O que me parece é que o problema radica, sobretudo, nas simpatias políticas de MJA. Os mesmos espíritos que se sobressaltaram com a entrevista da senhora ao primeiro-ministro não dispensaram um segundo a lamentar a entrevista feita pelo antecessor de Montenegro ao Presidente da República em funções ou ao governador do Banco de Portugal, que, não esqueçamos, tinha sido seu ministro das Finanças e que, não finjamos, pretende ser candidato presidencial. Ou vão tentar convencer-me de que António Costa terá pedido a carteira de estagiário para o seu programa semanal no Now?
O jornalismo de investigação que hoje reduz MJA a marioneta de Montenegro reagiu com a habitual reverência aos planos obscuros de José Sócrates para escolher direções de publicações históricas ou para manietar Manuela Moura Guedes e a TVI através da compra pela PT.
O jornalismo imaculado, feito por puros que se erguem sempre que confrontados com injustiças, foi aquele que não se eriçou quando outros, da esquerda à direita, sonegaram informação, pressionaram, ofenderam, ameaçaram ou coagiram colegas.
O implacável jornalismo independente jamais condescendeu com as pitonisas de um sem-número de atores do nosso espaço público nem, evidentemente, com os intérpretes autorizados das narrativas da situação. E ainda menos, claro está, com os pregadores da isenção que mostram a verdadeira face nas respetivas redes sociais.
O jornalismo sem interesses e onde as portas não giram é aquele em que ninguém salta para os negócios, para as agências de comunicação ou para as assessorias políticas (guilty as charged), económicas ou desportivas.
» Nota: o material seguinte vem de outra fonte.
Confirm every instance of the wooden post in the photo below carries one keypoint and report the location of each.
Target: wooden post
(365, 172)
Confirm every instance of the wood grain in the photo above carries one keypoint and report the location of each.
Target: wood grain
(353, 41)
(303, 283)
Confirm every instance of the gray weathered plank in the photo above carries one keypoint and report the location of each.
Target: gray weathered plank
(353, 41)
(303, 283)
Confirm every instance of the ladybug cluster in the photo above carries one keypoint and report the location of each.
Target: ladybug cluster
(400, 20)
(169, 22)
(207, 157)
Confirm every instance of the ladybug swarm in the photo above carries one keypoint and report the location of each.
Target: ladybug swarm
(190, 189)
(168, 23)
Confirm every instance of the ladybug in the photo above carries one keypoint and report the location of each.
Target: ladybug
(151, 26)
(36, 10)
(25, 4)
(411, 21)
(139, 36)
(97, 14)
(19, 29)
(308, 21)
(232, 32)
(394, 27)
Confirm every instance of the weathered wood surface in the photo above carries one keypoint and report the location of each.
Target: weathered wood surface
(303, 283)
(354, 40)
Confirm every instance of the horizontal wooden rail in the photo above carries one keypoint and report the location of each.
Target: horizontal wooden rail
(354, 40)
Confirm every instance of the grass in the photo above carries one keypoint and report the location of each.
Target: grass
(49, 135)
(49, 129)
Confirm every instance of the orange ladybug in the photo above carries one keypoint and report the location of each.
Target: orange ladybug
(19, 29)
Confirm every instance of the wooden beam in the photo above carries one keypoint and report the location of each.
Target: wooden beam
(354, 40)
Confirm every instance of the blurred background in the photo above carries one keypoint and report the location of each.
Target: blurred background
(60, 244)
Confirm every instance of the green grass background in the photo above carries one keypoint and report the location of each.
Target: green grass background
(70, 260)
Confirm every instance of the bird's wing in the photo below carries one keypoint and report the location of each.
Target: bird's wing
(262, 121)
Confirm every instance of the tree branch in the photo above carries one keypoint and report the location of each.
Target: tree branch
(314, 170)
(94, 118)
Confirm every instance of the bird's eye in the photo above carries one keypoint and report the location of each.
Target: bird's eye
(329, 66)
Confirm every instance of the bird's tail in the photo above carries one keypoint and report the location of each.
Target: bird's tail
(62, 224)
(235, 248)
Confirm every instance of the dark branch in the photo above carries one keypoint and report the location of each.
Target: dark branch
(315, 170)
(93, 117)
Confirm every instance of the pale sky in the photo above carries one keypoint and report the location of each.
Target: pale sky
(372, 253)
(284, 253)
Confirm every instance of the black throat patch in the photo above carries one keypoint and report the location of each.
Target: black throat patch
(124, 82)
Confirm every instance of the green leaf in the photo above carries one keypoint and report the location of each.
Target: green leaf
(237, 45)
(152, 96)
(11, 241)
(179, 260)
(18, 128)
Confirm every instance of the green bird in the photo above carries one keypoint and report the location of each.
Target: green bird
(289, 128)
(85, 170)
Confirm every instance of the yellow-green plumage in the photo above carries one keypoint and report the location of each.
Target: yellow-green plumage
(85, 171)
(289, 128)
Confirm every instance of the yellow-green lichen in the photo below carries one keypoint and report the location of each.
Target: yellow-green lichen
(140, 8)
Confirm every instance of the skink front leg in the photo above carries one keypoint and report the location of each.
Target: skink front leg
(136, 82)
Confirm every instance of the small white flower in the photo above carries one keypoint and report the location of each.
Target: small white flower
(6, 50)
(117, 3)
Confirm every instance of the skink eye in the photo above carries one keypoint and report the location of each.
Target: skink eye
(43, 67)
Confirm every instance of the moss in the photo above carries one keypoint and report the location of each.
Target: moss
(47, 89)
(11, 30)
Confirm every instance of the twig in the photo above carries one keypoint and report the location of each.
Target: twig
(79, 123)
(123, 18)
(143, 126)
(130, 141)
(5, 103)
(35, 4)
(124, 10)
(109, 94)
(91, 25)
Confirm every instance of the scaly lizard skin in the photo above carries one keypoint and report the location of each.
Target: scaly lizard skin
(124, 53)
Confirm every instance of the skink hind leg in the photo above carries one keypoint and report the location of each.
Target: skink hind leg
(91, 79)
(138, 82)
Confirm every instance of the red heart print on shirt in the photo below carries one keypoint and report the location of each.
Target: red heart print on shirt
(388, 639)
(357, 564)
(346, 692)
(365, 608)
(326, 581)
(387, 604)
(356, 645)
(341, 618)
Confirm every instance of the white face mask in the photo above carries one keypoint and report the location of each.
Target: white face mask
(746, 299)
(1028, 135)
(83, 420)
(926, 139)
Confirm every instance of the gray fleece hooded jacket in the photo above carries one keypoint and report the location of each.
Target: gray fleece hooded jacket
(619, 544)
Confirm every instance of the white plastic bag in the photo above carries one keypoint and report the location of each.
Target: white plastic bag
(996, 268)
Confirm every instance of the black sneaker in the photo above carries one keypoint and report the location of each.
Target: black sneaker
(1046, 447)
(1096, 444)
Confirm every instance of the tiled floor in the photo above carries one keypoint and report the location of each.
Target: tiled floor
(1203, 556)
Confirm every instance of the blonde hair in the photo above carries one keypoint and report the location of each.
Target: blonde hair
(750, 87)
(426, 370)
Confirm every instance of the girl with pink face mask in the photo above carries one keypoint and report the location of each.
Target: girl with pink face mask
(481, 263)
É tão virtuoso esse jornalismo, e tão intransponíveis tais portas, que todo e qualquer jornalista fica impedido de algum dia regressar às redações, como se tem verificado.
Nesse vale encantado, não há ativistas político-partidários que se afirmam jornalistas sem que os Woodwards de turno denunciem a patranha. Nessa realidade etérea, não existem jornalistas mais ocupados a assinar livros, cartas abertas e manifestos ao lado de políticos do que a produzir notícias ou reportagens.
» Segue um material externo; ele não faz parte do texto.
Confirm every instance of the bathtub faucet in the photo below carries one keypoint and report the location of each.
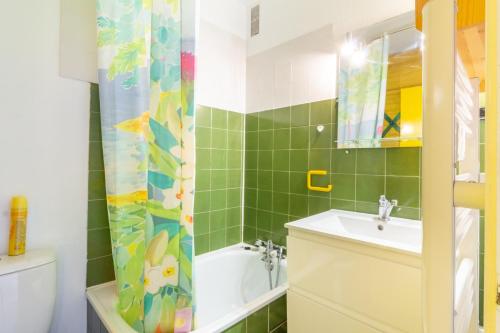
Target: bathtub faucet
(385, 207)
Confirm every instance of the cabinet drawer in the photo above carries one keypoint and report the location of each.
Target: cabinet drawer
(305, 315)
(372, 287)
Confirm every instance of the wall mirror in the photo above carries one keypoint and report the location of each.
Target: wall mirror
(380, 86)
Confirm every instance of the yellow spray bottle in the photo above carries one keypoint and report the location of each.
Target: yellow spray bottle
(18, 217)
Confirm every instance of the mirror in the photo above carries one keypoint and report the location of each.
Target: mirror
(380, 86)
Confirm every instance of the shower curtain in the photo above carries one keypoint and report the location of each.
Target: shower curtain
(362, 90)
(146, 77)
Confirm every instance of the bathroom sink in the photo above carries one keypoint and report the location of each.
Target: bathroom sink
(399, 234)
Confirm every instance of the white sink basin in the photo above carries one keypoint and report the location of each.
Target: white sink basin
(399, 234)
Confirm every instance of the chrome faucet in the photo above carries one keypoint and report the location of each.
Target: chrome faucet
(271, 253)
(385, 207)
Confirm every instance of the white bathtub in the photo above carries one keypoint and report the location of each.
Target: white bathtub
(230, 284)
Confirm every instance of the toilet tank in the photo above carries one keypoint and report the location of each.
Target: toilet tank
(27, 292)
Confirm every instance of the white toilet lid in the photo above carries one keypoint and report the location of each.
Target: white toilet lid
(31, 259)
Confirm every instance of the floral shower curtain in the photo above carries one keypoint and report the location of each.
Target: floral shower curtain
(362, 90)
(146, 77)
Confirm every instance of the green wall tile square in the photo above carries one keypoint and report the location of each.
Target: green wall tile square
(217, 199)
(282, 117)
(240, 327)
(300, 115)
(249, 235)
(281, 160)
(343, 186)
(219, 158)
(201, 222)
(405, 190)
(219, 138)
(367, 207)
(319, 159)
(250, 219)
(252, 140)
(318, 205)
(234, 159)
(369, 188)
(251, 178)
(202, 180)
(265, 200)
(235, 121)
(279, 221)
(371, 161)
(96, 161)
(321, 112)
(203, 116)
(233, 217)
(344, 161)
(95, 127)
(265, 160)
(234, 198)
(201, 201)
(299, 160)
(298, 205)
(298, 182)
(251, 122)
(203, 159)
(251, 198)
(258, 321)
(217, 240)
(403, 161)
(233, 178)
(95, 105)
(299, 138)
(282, 138)
(406, 213)
(97, 185)
(98, 243)
(219, 179)
(264, 220)
(251, 159)
(277, 313)
(219, 118)
(202, 244)
(322, 139)
(234, 140)
(343, 204)
(266, 140)
(233, 235)
(97, 216)
(281, 181)
(263, 234)
(265, 180)
(266, 119)
(280, 202)
(100, 270)
(217, 220)
(203, 137)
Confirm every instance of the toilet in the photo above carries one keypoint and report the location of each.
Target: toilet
(27, 291)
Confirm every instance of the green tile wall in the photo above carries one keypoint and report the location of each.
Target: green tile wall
(282, 144)
(99, 258)
(269, 319)
(219, 179)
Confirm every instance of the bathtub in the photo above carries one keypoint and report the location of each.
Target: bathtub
(230, 284)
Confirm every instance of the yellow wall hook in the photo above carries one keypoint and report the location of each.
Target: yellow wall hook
(310, 187)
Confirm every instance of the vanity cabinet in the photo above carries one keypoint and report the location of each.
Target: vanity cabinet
(337, 284)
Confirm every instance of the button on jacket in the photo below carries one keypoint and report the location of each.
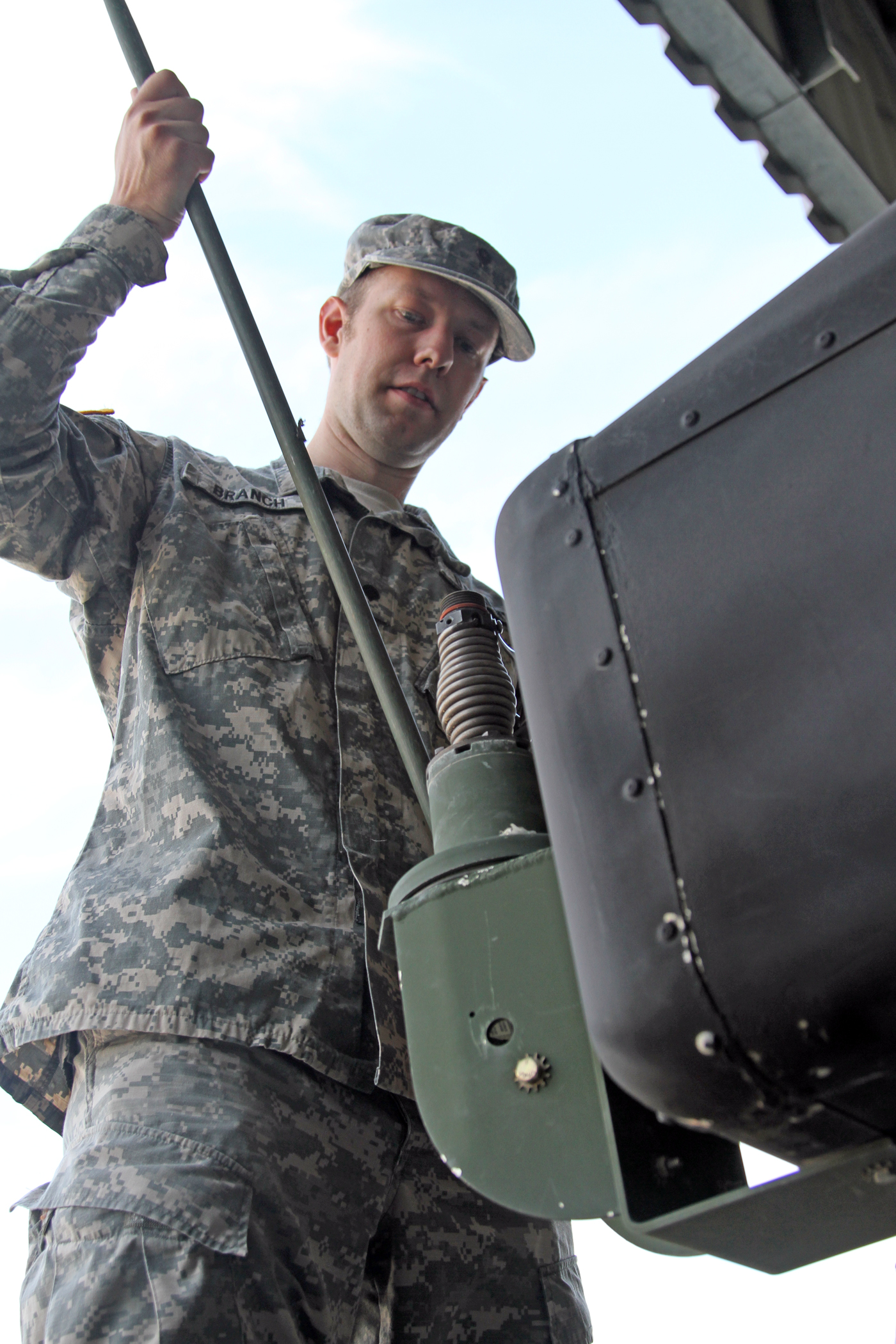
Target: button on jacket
(255, 813)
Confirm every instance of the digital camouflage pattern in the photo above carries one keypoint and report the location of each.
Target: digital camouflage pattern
(255, 813)
(446, 250)
(212, 1192)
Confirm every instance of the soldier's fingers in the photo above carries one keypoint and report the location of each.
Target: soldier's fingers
(163, 84)
(188, 131)
(170, 109)
(209, 163)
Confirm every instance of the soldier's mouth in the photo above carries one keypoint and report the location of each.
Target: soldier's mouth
(413, 394)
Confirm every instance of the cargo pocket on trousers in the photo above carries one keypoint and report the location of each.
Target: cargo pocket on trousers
(187, 1187)
(568, 1316)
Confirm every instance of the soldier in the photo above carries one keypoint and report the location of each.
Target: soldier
(207, 1010)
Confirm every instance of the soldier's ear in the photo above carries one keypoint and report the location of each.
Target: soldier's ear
(331, 326)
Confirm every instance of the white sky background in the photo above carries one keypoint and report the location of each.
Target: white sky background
(641, 232)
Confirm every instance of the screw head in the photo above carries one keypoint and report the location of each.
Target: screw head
(499, 1031)
(532, 1073)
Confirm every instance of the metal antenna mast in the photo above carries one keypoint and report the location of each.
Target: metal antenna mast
(292, 444)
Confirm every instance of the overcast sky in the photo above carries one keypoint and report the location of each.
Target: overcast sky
(641, 232)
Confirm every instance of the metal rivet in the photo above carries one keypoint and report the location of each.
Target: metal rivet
(669, 929)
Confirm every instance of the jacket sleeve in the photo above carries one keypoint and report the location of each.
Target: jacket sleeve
(74, 490)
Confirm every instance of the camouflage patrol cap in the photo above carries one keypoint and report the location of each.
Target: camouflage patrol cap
(444, 250)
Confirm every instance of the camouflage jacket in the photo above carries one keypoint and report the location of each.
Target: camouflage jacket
(255, 813)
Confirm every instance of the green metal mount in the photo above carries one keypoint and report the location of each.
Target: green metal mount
(488, 983)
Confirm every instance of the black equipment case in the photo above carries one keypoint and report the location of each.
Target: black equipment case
(703, 601)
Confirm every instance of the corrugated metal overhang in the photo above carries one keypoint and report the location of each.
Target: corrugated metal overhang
(815, 81)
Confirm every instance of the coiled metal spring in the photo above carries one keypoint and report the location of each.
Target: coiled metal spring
(474, 696)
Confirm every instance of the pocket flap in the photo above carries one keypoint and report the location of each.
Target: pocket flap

Nesse espaço povoado somente por gente proba e arautos da liberdade, não se salta da presidência do sindicato que representa a classe para a bancada parlamentar do partido que julga representar toda a classe trabalhadora. Nessa exosfera ética, não há promoção de figuras que ninguém entende muito bem de onde brotam nem o aproveitamento de espaços de comentário para acertos de contas pessoais ou lançamento de campanhas de diversas naturezas.
Os media, que amo profundamente e que defendo em todo o lado para lá dos limites da razoabilidade, são fundamentais em qualquer democracia digna desse nome. São incontornáveis para pôr os poderes em sentido – não servem para os elevar em andores nem para os sacrificar em altares. Deixem lá MJA. Tal como um cartão de militante não faz de ninguém menos livre, uma carteira profissional não torna quem quer que seja mais imparcial. Se há reflexão a fazer, é sobre e com quem tem permitido o estado a que o jornalismo chegou. Quero acreditar que esses terão carteira profissional.
P.S.: Ao plano do governo para salvar a comunicação social, que continua incapaz de um exercício de autocrítica e de uma reflexão madura sobre a sustentabilidade do setor, voltarei em breve. Deixo, contudo, um alerta: as aproximações do poder político ao poder mediático começam quase sempre com boas intenções; a resposta do poder mediático ao poder político começa quase sempre com pequenas concessões. Regra geral, estas danças nupciais acabam mal.